Part 2: Modeling Meiosis with Crossing Over
1. Build a pair of replicated, homologous chromosomes. Use ten beads to create each individual sister chromatid (20 beads per chromosome pair). Two five-holed beads represent the centromere.
- Start with 20 beads of the same color to create a first sister chromatid pair. Five beads must be snapped together for each of the four different strands. Two strands create the first chromatid, and two strands create the second chromatid, with a 5-holed bead at the center of each chromatid. This creates an “I” shape.

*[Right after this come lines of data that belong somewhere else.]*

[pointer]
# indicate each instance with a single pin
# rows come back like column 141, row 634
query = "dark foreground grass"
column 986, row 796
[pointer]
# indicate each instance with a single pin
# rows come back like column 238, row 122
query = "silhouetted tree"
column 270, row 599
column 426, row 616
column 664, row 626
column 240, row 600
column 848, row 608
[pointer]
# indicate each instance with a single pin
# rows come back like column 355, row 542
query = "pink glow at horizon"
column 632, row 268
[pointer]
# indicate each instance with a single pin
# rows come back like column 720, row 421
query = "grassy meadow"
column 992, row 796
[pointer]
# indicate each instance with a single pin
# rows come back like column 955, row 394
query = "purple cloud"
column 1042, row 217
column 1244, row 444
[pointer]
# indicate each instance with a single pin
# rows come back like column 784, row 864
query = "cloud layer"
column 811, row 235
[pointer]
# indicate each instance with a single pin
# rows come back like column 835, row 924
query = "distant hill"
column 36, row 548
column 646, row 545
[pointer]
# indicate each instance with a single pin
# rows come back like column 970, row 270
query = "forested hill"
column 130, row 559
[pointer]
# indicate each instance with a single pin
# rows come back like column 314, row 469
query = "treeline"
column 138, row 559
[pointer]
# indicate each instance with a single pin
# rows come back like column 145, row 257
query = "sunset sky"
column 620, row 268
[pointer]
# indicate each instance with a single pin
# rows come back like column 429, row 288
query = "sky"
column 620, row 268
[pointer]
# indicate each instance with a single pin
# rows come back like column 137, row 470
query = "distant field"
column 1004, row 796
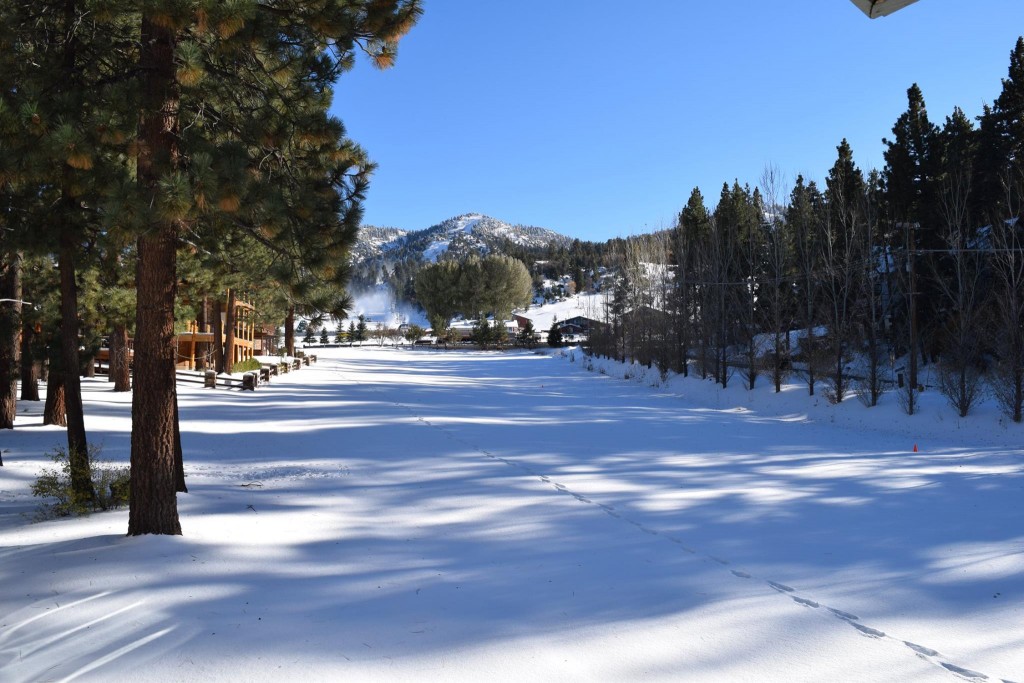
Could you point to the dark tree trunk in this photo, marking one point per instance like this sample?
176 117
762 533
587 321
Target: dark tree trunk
120 363
53 409
201 326
30 368
153 501
218 336
290 331
229 324
87 358
10 327
78 446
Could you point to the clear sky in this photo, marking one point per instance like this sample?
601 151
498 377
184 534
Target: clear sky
596 118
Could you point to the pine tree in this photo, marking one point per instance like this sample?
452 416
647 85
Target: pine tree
691 229
841 253
252 80
554 335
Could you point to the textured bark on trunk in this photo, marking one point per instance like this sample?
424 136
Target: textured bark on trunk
229 324
10 326
30 368
153 502
53 409
218 338
290 331
201 324
120 364
78 446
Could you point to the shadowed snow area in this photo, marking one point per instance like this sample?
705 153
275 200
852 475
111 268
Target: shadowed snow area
414 515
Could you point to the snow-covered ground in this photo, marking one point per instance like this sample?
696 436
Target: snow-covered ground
396 514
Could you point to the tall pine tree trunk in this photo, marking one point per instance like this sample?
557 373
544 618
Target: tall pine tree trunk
229 325
153 503
53 409
120 358
201 324
218 336
78 446
290 330
10 325
30 368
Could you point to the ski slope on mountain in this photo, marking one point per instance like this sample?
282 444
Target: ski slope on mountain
394 514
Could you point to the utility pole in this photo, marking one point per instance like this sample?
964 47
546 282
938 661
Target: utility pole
913 319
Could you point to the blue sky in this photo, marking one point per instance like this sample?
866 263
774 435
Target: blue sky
596 118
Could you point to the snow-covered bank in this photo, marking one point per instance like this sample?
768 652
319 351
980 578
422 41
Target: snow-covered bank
394 514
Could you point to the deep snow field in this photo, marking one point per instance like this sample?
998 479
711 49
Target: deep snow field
408 515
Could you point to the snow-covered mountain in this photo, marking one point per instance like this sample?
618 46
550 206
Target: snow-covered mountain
458 237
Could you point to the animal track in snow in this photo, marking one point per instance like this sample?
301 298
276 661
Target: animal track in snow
842 614
920 649
967 673
867 631
852 620
805 601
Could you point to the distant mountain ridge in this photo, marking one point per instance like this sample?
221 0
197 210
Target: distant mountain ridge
458 238
386 260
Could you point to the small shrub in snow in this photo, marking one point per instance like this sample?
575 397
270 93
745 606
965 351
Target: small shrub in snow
961 385
110 483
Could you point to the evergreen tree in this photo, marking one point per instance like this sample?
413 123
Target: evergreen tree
841 251
554 335
1000 155
691 229
908 179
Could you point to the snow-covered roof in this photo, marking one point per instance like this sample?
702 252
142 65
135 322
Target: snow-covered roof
877 8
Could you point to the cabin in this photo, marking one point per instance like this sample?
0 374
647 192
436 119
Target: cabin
197 345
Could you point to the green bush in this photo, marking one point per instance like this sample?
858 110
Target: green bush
110 483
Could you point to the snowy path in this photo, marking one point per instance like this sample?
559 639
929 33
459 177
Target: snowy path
418 515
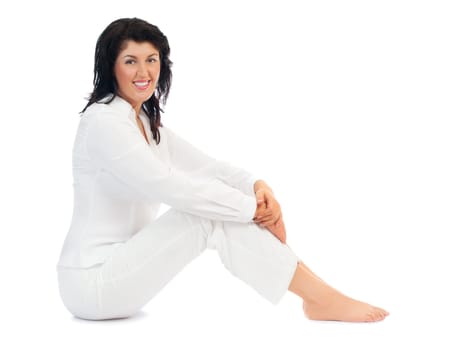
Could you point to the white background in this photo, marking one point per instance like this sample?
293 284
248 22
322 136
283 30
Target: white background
350 110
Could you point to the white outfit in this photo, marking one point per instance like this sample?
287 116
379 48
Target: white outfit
117 254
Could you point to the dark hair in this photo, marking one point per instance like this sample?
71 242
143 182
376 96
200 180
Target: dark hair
108 47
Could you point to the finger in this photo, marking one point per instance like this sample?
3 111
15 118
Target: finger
259 197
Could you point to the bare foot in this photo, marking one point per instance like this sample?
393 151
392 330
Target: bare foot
338 307
322 302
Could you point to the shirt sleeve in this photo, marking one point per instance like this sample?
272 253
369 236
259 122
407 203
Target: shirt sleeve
189 158
114 144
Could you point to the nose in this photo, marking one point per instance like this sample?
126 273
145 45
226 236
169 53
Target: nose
142 70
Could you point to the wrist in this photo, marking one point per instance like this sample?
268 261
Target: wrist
261 184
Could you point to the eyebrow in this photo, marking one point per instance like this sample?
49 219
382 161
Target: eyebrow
132 56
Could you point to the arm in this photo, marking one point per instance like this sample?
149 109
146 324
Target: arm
190 159
113 143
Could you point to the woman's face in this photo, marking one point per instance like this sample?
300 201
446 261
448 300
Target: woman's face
136 70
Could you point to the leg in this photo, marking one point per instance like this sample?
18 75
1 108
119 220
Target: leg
255 256
322 302
137 270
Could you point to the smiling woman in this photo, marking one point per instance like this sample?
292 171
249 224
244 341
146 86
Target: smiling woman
137 69
118 253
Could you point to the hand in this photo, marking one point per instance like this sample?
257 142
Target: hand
279 231
268 213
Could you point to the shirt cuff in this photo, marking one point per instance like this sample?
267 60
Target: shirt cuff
248 209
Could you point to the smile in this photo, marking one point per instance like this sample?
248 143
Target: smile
142 84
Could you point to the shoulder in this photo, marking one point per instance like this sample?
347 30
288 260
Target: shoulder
108 110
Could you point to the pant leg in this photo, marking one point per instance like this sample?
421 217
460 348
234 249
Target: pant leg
137 270
255 256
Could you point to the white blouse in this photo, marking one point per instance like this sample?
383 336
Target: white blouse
120 182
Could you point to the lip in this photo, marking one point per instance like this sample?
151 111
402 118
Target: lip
146 85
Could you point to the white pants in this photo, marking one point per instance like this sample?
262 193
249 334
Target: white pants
143 265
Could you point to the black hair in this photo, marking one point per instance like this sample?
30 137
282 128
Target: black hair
109 45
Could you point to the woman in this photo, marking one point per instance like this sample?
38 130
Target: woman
118 254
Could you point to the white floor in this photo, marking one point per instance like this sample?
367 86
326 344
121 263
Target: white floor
349 109
206 308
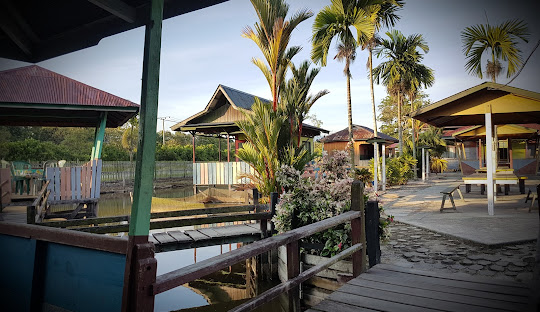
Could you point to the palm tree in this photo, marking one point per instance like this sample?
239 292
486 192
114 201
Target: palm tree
347 53
398 72
272 34
501 41
418 75
296 100
336 22
385 16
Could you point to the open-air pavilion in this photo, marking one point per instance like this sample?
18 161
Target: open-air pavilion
489 104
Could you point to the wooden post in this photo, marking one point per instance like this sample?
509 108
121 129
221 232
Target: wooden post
383 170
140 269
273 203
423 164
489 160
139 275
293 269
358 229
372 233
376 166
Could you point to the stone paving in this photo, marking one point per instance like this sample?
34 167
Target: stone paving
414 247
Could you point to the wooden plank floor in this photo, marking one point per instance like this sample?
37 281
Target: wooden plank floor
392 288
176 240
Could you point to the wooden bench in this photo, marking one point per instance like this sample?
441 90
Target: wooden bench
448 192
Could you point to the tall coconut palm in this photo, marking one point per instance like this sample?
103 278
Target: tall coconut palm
418 75
396 73
500 41
336 21
272 35
385 16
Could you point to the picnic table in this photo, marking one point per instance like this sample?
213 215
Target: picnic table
499 178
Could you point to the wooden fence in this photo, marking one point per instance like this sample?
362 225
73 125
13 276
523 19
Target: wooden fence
224 173
114 171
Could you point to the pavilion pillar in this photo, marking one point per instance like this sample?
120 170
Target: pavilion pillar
141 265
99 137
427 163
193 144
489 161
383 170
228 148
375 166
423 164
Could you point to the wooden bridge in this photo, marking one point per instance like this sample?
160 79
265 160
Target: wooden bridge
393 288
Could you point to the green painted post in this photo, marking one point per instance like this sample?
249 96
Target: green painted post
98 137
139 224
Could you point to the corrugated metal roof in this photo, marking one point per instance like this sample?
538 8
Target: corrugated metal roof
240 98
35 84
360 133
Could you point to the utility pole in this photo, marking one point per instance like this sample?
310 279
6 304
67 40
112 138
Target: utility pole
163 132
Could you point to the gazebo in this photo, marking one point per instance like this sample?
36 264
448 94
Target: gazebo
487 104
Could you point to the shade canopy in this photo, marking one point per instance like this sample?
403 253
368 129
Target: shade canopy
508 105
35 96
34 31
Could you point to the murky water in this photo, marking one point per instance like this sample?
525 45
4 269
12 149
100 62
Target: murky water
222 287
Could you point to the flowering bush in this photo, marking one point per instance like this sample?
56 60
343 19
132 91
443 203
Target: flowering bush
305 201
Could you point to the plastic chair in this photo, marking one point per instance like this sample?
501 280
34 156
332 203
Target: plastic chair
19 180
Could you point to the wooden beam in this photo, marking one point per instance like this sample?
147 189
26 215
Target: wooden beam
118 8
14 32
146 150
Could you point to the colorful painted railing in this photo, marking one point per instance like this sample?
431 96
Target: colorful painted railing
221 173
75 183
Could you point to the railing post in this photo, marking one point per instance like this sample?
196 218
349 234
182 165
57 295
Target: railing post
139 275
273 203
293 269
358 229
372 233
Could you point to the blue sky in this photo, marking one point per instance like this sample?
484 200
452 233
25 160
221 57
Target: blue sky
204 48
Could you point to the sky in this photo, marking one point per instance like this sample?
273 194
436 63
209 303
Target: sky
203 49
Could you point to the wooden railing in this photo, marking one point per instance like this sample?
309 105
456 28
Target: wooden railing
291 239
36 211
73 184
161 220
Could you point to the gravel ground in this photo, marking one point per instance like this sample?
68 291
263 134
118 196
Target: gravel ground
418 248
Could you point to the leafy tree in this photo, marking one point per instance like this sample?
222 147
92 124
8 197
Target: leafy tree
395 73
272 34
336 22
501 41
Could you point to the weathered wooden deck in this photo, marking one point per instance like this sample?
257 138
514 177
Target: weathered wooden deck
392 288
219 235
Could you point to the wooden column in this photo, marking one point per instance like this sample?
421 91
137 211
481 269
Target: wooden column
228 148
358 228
375 166
423 164
383 170
489 160
193 144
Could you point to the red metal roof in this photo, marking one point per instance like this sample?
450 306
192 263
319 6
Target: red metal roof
360 133
34 84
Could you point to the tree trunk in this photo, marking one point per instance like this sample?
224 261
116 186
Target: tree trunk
413 137
349 108
400 128
375 134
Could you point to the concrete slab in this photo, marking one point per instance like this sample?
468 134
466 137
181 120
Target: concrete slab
418 204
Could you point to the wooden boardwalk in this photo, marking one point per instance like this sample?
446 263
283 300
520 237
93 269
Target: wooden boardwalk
219 235
392 288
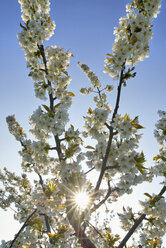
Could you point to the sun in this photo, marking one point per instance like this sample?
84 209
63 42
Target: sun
81 199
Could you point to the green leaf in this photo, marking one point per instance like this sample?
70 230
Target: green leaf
46 108
57 105
90 111
126 117
72 127
90 147
110 55
23 27
137 126
49 20
71 94
148 195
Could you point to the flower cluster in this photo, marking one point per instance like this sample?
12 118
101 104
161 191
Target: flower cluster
160 131
14 128
45 124
127 218
154 229
132 36
38 25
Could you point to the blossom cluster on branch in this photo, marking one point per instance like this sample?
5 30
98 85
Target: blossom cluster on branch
46 206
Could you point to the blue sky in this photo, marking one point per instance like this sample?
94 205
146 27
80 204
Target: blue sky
85 27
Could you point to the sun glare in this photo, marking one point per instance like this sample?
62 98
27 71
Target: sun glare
81 200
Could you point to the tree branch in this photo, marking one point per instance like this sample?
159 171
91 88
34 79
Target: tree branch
22 228
96 206
132 230
105 159
75 223
137 223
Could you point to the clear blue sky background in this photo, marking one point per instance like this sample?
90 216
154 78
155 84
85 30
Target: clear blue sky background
86 27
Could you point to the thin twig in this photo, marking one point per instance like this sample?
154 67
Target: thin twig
137 223
105 159
22 228
95 229
89 170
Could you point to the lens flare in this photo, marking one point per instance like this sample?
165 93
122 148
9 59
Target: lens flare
81 199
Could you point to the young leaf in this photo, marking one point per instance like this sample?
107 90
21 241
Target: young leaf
137 126
148 195
110 55
90 111
46 108
90 147
71 94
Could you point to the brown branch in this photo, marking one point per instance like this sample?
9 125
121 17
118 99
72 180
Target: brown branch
118 95
109 192
137 223
89 170
95 229
22 228
105 159
51 98
75 223
45 216
132 230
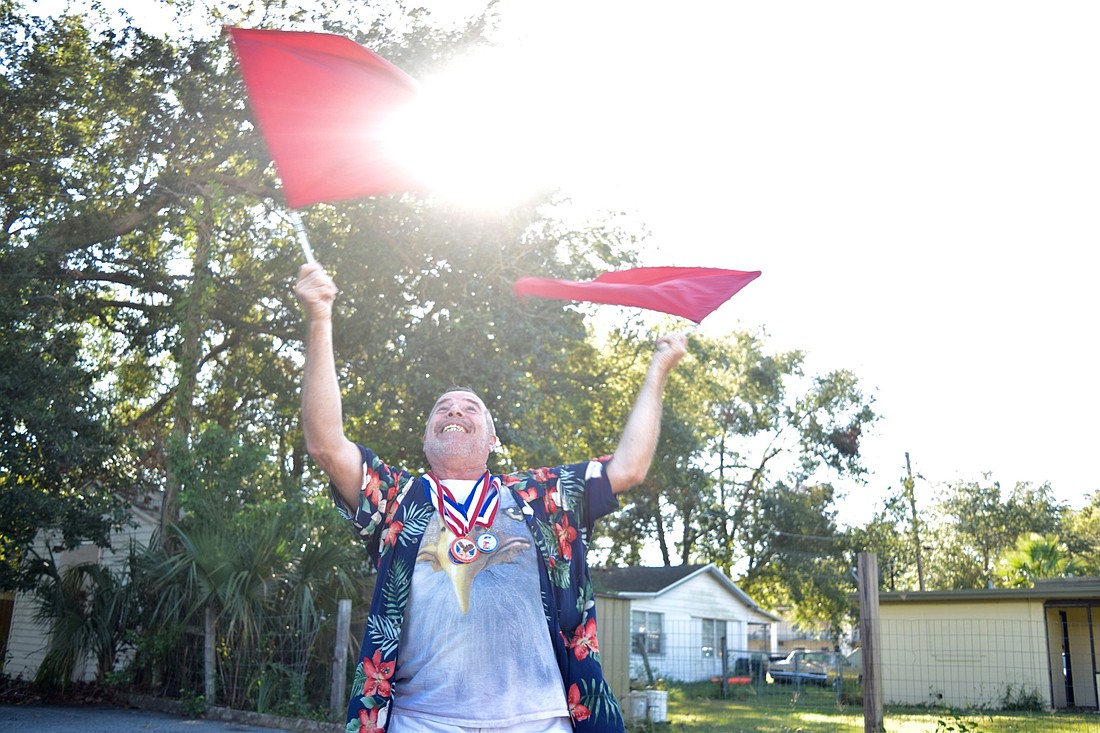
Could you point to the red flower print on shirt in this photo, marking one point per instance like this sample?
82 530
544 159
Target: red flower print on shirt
393 533
565 536
576 711
377 676
551 501
542 474
584 639
372 488
369 721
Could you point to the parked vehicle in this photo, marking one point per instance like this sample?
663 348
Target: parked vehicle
815 667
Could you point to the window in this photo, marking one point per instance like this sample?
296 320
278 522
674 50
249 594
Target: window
714 634
646 630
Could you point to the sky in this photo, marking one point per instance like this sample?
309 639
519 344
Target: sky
917 182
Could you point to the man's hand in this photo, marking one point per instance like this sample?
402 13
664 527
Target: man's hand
316 291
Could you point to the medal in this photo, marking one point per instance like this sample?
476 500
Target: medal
464 550
486 542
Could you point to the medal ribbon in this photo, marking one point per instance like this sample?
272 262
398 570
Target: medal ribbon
480 507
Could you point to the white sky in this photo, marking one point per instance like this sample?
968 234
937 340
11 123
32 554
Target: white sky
920 184
917 182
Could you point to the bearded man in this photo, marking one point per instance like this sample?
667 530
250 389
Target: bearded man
483 616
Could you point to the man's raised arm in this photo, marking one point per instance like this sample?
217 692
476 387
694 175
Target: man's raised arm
638 442
321 409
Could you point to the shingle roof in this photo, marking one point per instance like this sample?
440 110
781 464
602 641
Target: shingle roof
640 580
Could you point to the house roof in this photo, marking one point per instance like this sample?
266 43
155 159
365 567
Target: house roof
650 582
1055 589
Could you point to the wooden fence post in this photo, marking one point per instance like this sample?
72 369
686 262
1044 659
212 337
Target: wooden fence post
338 698
209 657
869 638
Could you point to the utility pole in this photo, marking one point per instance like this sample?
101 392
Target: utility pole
911 495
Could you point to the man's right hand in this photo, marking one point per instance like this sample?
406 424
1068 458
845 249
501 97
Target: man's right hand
316 291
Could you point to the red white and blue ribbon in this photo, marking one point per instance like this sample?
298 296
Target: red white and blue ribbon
477 510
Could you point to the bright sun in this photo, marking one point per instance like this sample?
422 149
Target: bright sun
480 132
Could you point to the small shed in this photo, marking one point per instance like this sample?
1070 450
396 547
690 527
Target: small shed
686 623
994 647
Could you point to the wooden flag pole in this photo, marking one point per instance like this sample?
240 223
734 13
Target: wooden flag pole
299 228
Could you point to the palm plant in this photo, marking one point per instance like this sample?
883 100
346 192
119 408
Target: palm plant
1036 556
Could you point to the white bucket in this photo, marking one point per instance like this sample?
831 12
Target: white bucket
657 706
636 704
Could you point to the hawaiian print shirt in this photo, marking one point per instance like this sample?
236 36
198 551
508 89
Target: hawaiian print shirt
560 506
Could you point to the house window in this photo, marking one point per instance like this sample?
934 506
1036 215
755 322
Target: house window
714 633
646 627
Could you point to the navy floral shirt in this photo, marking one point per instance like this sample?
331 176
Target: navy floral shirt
560 506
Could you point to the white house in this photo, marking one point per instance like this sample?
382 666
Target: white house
24 644
688 623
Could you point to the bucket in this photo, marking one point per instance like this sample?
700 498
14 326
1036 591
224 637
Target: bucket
657 706
636 704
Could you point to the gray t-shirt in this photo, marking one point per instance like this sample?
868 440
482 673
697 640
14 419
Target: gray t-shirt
474 645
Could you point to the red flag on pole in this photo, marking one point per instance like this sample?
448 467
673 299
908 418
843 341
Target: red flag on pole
321 102
692 293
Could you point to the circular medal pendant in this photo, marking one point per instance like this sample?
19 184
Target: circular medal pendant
487 542
463 550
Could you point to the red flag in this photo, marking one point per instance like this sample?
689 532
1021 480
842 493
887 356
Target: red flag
321 101
692 293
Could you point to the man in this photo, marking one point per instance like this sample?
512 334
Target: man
483 616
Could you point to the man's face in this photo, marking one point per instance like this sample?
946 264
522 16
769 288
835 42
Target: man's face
458 430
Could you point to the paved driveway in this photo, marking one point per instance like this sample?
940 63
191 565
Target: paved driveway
96 719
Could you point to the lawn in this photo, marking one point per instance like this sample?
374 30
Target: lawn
776 710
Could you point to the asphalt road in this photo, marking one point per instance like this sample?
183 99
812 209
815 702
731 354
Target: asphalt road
97 719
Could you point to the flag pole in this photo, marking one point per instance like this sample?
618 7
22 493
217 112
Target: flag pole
299 228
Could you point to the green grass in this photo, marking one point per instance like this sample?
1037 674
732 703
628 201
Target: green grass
773 709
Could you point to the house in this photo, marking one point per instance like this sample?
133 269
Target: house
24 641
993 648
686 623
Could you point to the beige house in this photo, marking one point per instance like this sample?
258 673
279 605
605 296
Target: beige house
993 648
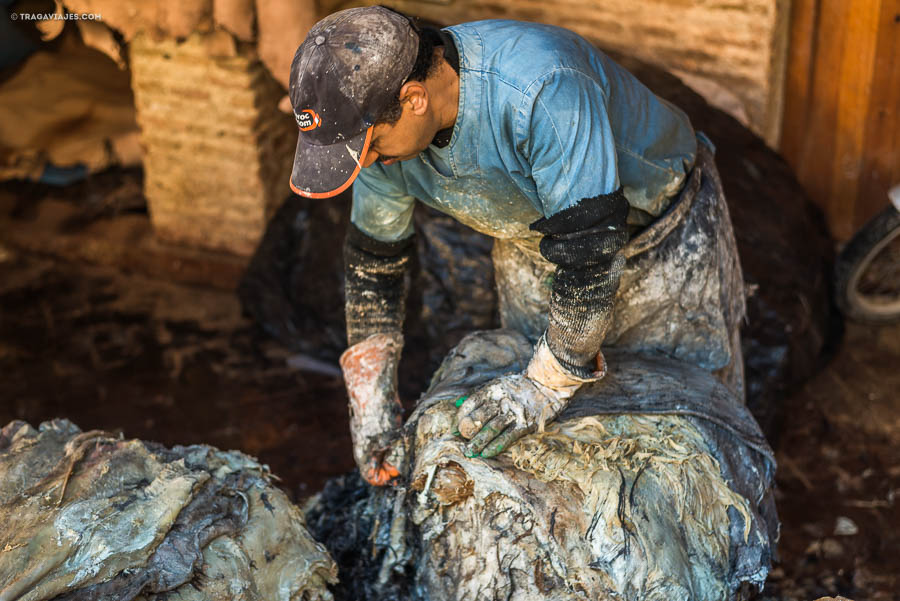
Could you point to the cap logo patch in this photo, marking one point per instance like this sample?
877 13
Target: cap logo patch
307 119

- Connect the “I”-shaped sister chromatids using the 5-holed beads to create a “X” shape (Figure 3).
- Repeat this process using 20 new beads (of a different color) to create the second sister chromatid pair.
- Assemble a second pair of replicated sister chromatids, this time using 12 beads per pair (six beads per each complete sister chromatid strand). Snap each of the four pieces into two five-holed beads to complete the set up (Figure 4).
- Pair up the homologous chromosomes created in Steps 1 and 2.
3. SIMULATE CROSSING OVER. Bring the two homologous pairs of sister chromatids together (creating the chiasma) and exchange an equal number of beads between the two. This will result in chromatids of the same original length; however, there will now be new combinations of chromatid colors.
4. Configure the chromosomes as they would appear in each stage of meiotic division (prophase I and II, metaphase I and II, anaphase I and II, telophase I and II, and cytokinesis).
- Diagram the corresponding images for each stage in the section titled “Trial 2 – Meiotic Division Bead Diagrams.” Be sure to indicate the number of chromosomes present in each cell for each phase. Also, indicate how the crossing over affected the genetic content in the gametes from Part 1 versus Part 2.